Diaby Ibrahim, du Haut conseil des transporteurs a refusé de se prononcer sur le sujet. Proche de l’ex-ministre Gaoussou Touré, il a choisi de rouler en mode silence. « Nous n’avons pas de communication à faire sur ce sujet » a-t-il répondu à Politikafrique.info.

Retrouvé dans son bureau situé sur le site du « gbèba », insalubre espace qui regroupe les gares routières derrière le site de STIF Renault, à Adjamé, Touré Adama, président de la coordination nationale des gares routières de Côte d’Ivoire a dépeint le moral des transporteurs. « Effectivement, nous avons applaudi lors de la pose de la première pierre de cette gare routière internationale par le chef de l’Etat, il y a bientôt trois ans de cela. On nous avait dit qu’au maximum en 36 mois  la gare devait être livrée. Mais, aujourd’hui, nous assistons impuissants  au non démarrage des travaux » a-t-il fait savoir d’entrée de jeu.  Il soutient que le système de gestion de la première gare routière moderne à Abidjan, à laquelle ressemblerait celle d’Adjamé, n’a pas bénéficié de l’adhésion des transporteurs à cause du désaccord avec la mairie et l’opérateur privé. « Nous nous sommes rendus compte encore qu’avec la nouvelle gare, c’était le même système. Nous avons dit que 42 milliards FCFA de l’opérateur ne pouvaient être remboursés par les transporteurs que nous sommes dans le laps de temps prévu » fait-il savoir. Touré Adama révèle que « L’opérateur du projet de la gare internationale,après la pose de la première pierre et prenant connaissance des problèmes de la gare de PK 18, a eu peur et s’est retiré, mais il n’y a pas eu de communication par le ministre des transports d’alors, jusqu’au nouveau ministre. A ce jour, nous ne sommes pas sûrs qu’il y ait un opérateur. Nous avons adhéré au projet de la gare routière internationale, mais nous n’avons pas adhéré à l’acquisition du marché à un opérateur privé. Ce que nous avons proposé, c’est que l’Etat construise et permette aux transporteurs de faire la location. Dès l’instant que nous avons décrié cela, on ne nous a même pas associé à la cérémonie de la pose de la première pierre.
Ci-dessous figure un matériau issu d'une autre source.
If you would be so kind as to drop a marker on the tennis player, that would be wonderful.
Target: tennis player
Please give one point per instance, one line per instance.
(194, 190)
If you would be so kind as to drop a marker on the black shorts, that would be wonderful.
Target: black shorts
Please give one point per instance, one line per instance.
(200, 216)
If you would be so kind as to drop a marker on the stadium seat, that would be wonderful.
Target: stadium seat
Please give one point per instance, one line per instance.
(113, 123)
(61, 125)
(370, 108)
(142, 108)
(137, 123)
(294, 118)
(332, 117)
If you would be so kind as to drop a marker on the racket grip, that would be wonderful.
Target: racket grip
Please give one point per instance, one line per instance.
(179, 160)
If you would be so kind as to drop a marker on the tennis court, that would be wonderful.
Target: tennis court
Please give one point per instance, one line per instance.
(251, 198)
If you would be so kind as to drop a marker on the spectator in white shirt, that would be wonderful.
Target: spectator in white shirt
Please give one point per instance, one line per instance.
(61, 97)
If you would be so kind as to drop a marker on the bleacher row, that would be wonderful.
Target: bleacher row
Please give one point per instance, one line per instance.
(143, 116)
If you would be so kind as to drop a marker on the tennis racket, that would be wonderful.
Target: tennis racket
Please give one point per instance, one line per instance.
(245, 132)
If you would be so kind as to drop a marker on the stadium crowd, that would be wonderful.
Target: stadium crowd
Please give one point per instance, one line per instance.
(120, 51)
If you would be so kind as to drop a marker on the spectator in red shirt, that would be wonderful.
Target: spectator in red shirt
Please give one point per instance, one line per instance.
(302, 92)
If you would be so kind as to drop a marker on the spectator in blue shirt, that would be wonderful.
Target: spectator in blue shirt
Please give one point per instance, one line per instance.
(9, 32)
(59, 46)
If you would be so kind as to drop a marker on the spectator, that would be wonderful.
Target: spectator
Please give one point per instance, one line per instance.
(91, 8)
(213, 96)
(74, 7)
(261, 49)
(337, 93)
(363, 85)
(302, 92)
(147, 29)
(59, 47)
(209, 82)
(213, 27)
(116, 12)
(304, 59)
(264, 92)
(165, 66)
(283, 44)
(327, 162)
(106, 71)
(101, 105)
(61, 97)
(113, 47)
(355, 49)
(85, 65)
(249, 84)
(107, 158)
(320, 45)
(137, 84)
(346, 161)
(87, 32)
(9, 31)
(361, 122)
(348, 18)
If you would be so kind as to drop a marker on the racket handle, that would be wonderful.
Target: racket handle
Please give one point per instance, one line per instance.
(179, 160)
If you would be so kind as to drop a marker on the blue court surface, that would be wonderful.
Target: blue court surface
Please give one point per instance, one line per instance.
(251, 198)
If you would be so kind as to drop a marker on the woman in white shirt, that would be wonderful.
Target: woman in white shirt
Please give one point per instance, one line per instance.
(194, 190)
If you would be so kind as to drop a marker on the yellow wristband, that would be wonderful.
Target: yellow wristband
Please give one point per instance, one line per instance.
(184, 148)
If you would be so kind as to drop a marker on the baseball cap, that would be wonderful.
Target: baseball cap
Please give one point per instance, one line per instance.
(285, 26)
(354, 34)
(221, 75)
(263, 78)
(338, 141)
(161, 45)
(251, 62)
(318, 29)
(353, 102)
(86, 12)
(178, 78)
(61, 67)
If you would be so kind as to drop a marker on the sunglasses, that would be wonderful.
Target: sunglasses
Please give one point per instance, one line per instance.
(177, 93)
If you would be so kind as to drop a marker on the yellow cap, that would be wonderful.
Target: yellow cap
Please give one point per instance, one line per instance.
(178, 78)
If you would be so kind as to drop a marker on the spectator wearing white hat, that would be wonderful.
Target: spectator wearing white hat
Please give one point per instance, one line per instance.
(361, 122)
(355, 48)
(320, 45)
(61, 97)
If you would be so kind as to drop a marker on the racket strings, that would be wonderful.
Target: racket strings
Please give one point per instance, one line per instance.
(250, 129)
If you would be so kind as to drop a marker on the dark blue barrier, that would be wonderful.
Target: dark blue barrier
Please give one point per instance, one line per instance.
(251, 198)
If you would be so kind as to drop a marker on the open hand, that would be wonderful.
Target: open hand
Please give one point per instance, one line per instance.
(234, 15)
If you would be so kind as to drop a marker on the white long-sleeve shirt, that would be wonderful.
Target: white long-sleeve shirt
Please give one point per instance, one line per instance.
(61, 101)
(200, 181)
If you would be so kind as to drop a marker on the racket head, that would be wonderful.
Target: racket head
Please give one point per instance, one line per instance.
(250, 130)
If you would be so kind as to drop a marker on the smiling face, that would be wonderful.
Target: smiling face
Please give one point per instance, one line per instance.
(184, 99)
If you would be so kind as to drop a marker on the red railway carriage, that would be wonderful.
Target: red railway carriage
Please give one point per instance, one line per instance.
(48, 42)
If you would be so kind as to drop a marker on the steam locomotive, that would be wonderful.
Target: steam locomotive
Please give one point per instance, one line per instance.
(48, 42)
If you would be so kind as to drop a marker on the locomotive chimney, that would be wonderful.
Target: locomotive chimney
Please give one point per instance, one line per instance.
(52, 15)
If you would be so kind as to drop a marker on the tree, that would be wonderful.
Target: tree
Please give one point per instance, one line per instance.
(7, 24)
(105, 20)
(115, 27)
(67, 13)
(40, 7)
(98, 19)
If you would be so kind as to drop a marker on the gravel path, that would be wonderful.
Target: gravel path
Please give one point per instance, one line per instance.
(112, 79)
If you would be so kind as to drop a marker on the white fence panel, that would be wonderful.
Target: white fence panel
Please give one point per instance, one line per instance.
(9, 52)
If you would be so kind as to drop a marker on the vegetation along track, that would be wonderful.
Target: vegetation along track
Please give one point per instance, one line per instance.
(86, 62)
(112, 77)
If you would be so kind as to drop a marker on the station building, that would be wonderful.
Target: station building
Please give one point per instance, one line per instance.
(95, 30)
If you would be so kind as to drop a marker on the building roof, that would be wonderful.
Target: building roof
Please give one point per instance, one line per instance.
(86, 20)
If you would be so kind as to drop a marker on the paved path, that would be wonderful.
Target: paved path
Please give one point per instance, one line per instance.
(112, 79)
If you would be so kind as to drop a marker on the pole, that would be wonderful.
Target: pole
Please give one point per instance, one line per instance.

Aujourd’hui, tout le monde nous donne raison. Ça coûterait combien à l’Etat de nous faire des sorties de route ici, nous permettre d’avoir
des gares goudronnées et un commissariat quand on sait que nous  payons  pas moins de 300 milliards F cfa dans les caisses de l’Etat chaque année. L’Etat peut quand même faire un effort pour assainir le secteur, mais non l’Etat a envie de faire du business sur le dos des transporteurs. Nous sommes abandonnés à notre propre sort, on veut nous faire passer pour un secteur informel, le transport n’est pas un secteur informel, car nous payons les impôts. La nouvelle gare est donc un fiasco, l’Etat doit communiquer sur le sujet. On n’est pas contre le projet, mais nous ne sommes pas d’accord que le projet soit piloté par un opérateur privé qui viendra nous appauvrir.Nous espérons que le nouveau ministre ne va pas continuer à travailler en vase close,  nous sommes ouverts » a indiqué Touré Adama de la CNGRCI.

La nouvelle gare routière internationale d’Abidjan a pour  objectifs, entre autres, de regrouper dans un environnement sain et durable, toutes les activités liées au transport interurbain, de permettre la décongestion de la circulation urbaine au centre d’Adjamé, ainsi que de contribuer à la modernisation du système de transport routier en Côte d’Ivoire.